Wilbur's first book of poems, The Beautiful Changes and Other Poems, contains several pieces that focus on his experience as a soldier in World War II and reflect his attempts to instill a sense of order to an existence full of destruction and chaos. Other poems describe natural phenomena and include meditations on spiritual and metaphysical topics, recurring themes in Wilbur's work. In Ceremony and Other Poems (1950) Wilbur examines the relationship between the material world and the imagination, as he ponders mutability and death. Wilbur's next collection, Things of This World (1956), is widely regarded as containing his most mature work up to that point, and contains some of his most popular and critically acclaimed work, including "Love Calls Us to the Things of This World" and "A Baroque Wall-Fountain in the Villa Sciarra." Wilbur received both the National Book Award and the Pulitzer Prize in poetry for Things of This World. In Advice to a Prophet, and Other Poems (1961) Wilbur continued his lyricism and his command of various traditional poetic forms. Walking to Sleep: New Poems and Translations (1969), which won the Bollingen Prize, contains pastoral lyrics, an elegy, a Miltonic sonnet, tributes, narratives, and a riddle. In The Mind-Reader (1976), Wilbur examines characteristic concerns by employing witty language within tight lyrical structures. Wilbur's previously unpublished poems contained in New and Collected Poems (1988) include a tribute to W. H. Auden, a fable, observations on nature and the imagination, and a cantata on which he collaborated with composer William Schuman to honor the centennial of the Statue of Liberty. In The Catbird's Song: Prose Pieces 1963–1995 (1997), Wilbur collects many of his nonfiction prose writings, including book reviews, criticism, and essays. Wilbur is also highly acclaimed for his translations. Of these he is best known for his versions of the Molière plays The Misanthrope and Tartuffe, having shared the Bollingen Prize for translation for the latter drama. His renderings into English of works by eminent French, Russian, and Spanish authors have been included in several of his poetry collections.

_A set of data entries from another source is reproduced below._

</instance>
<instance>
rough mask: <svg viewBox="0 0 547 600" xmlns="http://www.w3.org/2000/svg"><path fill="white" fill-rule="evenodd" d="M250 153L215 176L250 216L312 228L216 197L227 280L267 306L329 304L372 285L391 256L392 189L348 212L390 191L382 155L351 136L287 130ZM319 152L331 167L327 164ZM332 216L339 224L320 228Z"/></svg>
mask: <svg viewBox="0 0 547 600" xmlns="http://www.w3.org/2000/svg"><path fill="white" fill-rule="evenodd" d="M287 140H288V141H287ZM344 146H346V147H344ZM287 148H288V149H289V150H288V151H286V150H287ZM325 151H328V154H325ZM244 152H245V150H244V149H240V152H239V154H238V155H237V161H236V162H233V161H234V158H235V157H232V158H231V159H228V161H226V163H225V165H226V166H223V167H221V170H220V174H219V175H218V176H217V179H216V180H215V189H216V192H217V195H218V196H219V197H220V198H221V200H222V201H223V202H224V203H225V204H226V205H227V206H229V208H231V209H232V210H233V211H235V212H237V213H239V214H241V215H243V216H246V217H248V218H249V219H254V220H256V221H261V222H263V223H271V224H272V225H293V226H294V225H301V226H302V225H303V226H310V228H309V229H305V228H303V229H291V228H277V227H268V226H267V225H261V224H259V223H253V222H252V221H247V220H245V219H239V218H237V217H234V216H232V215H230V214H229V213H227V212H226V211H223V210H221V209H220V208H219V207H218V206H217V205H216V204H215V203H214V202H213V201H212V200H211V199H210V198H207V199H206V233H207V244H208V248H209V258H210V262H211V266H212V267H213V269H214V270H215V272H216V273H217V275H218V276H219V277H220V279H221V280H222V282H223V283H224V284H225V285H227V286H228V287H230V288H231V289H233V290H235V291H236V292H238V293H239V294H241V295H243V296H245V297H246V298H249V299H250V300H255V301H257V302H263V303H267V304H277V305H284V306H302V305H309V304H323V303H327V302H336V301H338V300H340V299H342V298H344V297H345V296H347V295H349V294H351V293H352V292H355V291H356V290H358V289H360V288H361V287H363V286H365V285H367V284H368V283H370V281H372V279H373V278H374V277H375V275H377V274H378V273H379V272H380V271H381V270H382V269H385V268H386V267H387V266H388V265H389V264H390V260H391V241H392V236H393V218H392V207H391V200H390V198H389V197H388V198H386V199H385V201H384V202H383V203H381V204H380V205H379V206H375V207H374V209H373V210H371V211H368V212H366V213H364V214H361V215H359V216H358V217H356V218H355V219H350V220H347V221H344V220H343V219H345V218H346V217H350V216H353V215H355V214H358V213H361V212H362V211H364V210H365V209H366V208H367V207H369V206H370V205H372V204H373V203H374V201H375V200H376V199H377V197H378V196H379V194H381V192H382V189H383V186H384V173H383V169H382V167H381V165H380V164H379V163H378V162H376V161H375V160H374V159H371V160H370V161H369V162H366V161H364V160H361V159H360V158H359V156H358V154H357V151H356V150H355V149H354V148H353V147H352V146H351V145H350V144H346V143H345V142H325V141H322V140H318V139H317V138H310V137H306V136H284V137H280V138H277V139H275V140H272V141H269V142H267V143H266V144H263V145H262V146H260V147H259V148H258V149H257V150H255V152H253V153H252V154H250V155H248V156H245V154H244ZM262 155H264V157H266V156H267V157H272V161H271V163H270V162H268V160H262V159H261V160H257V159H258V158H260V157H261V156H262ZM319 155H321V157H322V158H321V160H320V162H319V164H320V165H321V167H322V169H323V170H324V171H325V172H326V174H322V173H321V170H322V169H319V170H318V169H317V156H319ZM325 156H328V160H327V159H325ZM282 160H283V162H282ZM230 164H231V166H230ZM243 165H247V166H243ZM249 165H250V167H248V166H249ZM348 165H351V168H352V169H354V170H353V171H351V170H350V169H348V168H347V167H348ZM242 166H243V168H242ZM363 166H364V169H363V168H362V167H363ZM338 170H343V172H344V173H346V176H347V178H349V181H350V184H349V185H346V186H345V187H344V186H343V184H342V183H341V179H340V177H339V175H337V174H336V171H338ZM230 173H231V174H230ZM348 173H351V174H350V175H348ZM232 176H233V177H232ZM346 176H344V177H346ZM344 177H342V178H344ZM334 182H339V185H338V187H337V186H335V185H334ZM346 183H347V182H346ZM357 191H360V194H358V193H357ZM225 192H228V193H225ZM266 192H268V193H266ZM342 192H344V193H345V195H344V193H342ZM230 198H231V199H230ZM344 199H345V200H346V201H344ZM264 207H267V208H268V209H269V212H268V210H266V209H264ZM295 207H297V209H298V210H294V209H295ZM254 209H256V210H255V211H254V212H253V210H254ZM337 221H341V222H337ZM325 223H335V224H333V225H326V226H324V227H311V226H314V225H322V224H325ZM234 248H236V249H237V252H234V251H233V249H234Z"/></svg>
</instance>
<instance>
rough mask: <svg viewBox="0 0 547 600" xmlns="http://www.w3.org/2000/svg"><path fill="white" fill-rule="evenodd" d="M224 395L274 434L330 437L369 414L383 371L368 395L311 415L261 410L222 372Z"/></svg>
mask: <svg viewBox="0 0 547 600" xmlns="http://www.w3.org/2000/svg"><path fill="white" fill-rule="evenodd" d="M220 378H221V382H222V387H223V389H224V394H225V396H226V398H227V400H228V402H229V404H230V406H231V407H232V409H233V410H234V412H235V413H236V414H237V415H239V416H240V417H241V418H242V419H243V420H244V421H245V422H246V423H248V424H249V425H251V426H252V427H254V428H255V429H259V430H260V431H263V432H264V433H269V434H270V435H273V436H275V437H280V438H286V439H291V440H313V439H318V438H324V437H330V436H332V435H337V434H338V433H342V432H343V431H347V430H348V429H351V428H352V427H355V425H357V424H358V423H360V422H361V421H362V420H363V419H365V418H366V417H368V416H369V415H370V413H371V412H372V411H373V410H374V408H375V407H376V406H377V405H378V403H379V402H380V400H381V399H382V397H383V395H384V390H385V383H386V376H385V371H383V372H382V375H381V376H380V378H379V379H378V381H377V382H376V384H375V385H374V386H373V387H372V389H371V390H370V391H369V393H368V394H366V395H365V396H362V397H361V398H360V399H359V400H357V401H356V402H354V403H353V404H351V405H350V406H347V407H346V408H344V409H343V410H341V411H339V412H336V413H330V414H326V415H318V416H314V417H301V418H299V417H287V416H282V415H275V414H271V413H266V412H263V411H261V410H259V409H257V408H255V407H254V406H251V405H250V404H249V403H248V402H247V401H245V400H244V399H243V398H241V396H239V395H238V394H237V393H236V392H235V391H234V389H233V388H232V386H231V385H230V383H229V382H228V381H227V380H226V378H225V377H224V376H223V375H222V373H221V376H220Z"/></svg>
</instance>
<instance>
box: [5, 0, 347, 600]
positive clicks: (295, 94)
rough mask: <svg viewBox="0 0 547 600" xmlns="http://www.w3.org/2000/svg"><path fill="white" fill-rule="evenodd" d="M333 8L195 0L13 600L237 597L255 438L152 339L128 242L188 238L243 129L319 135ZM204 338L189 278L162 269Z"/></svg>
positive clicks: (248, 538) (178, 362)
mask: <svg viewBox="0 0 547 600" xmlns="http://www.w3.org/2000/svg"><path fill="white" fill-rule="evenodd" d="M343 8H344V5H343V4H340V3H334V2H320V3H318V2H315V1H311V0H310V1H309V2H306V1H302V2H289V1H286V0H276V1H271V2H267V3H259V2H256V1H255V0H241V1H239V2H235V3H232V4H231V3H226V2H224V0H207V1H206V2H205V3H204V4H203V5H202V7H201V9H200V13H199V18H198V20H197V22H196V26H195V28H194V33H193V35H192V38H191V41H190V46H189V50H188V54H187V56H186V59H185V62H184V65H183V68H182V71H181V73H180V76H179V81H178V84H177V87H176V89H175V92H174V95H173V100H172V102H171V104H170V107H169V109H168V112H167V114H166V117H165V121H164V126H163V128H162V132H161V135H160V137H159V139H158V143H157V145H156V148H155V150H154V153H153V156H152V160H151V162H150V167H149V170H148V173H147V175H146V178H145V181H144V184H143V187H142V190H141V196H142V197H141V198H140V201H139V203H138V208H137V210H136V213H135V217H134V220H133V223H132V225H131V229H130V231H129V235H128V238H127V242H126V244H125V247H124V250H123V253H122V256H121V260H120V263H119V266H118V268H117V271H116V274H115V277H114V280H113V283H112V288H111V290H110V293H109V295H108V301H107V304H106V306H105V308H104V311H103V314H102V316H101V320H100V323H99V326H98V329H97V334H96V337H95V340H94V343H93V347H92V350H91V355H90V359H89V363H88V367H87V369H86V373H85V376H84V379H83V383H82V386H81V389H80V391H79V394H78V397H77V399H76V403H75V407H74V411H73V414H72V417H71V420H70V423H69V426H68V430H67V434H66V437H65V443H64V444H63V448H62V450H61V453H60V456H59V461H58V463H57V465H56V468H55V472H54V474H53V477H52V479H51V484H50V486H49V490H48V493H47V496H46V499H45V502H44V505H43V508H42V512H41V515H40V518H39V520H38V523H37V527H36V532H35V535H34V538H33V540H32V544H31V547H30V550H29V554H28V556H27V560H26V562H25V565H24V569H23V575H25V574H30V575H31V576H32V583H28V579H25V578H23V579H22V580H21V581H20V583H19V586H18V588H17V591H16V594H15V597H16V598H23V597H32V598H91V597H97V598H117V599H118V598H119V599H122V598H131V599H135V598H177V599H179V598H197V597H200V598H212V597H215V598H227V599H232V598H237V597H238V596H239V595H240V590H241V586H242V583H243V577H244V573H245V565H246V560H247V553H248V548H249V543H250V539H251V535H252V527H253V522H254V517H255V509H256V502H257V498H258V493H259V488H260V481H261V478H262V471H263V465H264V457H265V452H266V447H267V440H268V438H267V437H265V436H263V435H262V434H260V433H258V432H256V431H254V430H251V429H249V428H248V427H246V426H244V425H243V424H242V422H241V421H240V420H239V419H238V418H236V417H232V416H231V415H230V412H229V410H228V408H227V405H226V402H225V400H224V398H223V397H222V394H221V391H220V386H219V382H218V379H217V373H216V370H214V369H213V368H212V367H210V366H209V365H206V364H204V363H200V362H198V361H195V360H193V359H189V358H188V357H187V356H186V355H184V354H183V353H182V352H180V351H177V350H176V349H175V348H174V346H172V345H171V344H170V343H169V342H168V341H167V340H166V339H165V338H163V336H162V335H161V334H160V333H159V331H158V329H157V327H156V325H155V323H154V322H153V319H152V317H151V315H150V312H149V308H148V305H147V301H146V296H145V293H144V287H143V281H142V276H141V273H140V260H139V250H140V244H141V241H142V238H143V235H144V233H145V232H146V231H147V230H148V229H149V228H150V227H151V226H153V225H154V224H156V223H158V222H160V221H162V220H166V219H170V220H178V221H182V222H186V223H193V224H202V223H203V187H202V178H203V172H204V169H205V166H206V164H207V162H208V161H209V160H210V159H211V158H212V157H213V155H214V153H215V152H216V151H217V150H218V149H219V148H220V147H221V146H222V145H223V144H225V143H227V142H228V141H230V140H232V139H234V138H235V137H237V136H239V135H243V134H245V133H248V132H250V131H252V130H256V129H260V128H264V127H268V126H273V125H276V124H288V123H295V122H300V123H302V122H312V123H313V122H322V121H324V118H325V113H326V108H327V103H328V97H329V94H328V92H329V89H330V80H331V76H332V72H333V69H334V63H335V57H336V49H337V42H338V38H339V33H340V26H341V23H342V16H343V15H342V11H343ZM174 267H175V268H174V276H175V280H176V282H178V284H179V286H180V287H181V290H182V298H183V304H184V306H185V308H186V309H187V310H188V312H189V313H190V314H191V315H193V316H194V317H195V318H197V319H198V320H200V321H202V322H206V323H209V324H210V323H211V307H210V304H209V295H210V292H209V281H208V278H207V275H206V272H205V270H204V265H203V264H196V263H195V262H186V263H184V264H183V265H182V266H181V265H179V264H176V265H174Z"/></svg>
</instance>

While some critics have praised Wilbur's deft handling of formal conventions, others have asserted that his concern with form has led to thematic rigidity. Other commentators have noted that Wilbur's quiet conservatism is not likely to be well-received by an audience that expects poets to write personal and tormented explications of their own feelings rather than Wilbur's reserved metaphysical observations on nature. Thom Gunn wrote, after the publication of Advice to a Prophet, "The public prefers a wild and changeable poet to one who has pursued a single end consistently and quietly." Despite this bias, Wilbur's work has attracted wide admiration. Anthony Hecht commented on Wilbur's poem "Lying," "There is nobility in such utterance that is deeply persuasive, and throughout Wilbur's poetry we are accustomed to finding this rare quality, usually joined to wit, good humor, grace, modesty, and a kind of physical zest or athletic dexterity that is, so far as I know, unrivaled."